For example, if table Users has a field called lastName, then you can index that field with the following statement:

CREATE INDEX surnameIndex ON Users (lastName)

Note that depending on the amount of data in your store, creating indexes can take a long time. This is because index creation requires Oracle NoSQL Database to examine all the data in the store.

Multi-Key Indexes

Multi-key indexes are used to index all the elements of an array. They are also used to index all of the elements and/or values of a map.

For each table row, a multi-key index contains as many entries as the number of elements/entries in the array/map that is being indexed (although duplicate entries are not represented in the index). To avoid an explosion in the number of index entries, only one array/map may be contained in a single multi-key index.
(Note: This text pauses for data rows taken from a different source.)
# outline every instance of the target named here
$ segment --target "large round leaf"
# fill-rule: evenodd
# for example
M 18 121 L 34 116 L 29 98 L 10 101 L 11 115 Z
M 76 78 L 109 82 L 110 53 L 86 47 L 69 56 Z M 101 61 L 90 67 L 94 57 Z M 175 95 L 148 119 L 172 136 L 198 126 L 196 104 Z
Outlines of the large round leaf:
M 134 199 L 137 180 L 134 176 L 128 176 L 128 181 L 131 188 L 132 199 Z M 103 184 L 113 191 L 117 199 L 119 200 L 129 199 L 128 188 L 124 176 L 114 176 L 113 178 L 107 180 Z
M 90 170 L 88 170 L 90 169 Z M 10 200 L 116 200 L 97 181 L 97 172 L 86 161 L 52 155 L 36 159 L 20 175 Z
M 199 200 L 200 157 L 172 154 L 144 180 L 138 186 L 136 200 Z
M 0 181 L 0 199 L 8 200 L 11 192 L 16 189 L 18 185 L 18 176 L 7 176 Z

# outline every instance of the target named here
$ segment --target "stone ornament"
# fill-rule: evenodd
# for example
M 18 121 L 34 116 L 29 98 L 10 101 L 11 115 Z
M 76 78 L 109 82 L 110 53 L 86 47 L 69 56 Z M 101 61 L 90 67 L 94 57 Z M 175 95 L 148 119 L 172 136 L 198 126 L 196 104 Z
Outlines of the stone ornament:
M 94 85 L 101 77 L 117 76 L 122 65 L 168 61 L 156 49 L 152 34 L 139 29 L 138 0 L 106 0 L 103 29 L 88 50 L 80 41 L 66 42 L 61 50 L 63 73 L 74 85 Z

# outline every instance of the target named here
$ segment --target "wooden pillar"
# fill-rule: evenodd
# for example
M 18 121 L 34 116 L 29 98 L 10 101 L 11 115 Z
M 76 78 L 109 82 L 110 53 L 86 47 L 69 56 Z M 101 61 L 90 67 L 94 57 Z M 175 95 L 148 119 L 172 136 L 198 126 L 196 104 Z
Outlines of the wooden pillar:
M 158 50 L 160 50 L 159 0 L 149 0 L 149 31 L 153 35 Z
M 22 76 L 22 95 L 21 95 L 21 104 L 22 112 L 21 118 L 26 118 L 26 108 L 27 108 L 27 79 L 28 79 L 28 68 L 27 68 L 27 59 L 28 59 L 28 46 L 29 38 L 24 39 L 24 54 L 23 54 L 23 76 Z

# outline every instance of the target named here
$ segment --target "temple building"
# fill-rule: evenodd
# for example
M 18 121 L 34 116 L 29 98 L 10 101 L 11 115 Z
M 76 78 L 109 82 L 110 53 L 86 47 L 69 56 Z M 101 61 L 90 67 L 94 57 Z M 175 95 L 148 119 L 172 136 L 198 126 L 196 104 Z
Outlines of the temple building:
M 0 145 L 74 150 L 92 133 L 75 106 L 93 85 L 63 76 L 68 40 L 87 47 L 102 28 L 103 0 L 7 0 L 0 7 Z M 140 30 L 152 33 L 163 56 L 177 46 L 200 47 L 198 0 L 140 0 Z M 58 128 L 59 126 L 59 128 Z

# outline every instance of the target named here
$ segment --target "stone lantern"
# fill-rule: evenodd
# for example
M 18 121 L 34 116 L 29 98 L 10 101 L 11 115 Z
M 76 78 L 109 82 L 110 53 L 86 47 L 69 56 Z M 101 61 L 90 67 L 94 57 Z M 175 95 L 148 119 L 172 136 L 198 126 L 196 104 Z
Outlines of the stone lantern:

To create a multi-key index, use one of the following forms:

CREATE INDEX [IF NOT EXISTS] index-name ON table-name (name-path.keys())

or

CREATE INDEX [IF NOT EXISTS] index-name ON table-name (name-path.values())

or

CREATE INDEX [IF NOT EXISTS] index-name ON table-name \
(name-path.keys(),name-path.values())

or

CREATE INDEX [IF NOT EXISTS] index-name ON table-name (name-path[])

The syntax shown, above, is identical to that described in Simple Indexes, with the following additions:

  • .keys()

    The index is created on the keys in a map. If used, name-path must be a map.

  • .values()

    The index is created on the values in a map. If used, name-path must be a map.

  • []

    The index is created on an array. If used, name-path must be array.

For each of the previously identified forms, a comma-seperated list of name-paths may be provided. Some restrictions apply.

Multi-Key Index Restrictions

The following restrictions apply to multi-key indexes:

  • There is at least one name-path that uses a multi-key step (.keys(), .values(), or []). Any such path is called a multi-key path, and the associated index field a multi-key field. The index definition may contain more than one multi-key path, but all multi-key paths must use the same name-path before their multi-key step.

  • Any non-multi-key paths must be simple paths.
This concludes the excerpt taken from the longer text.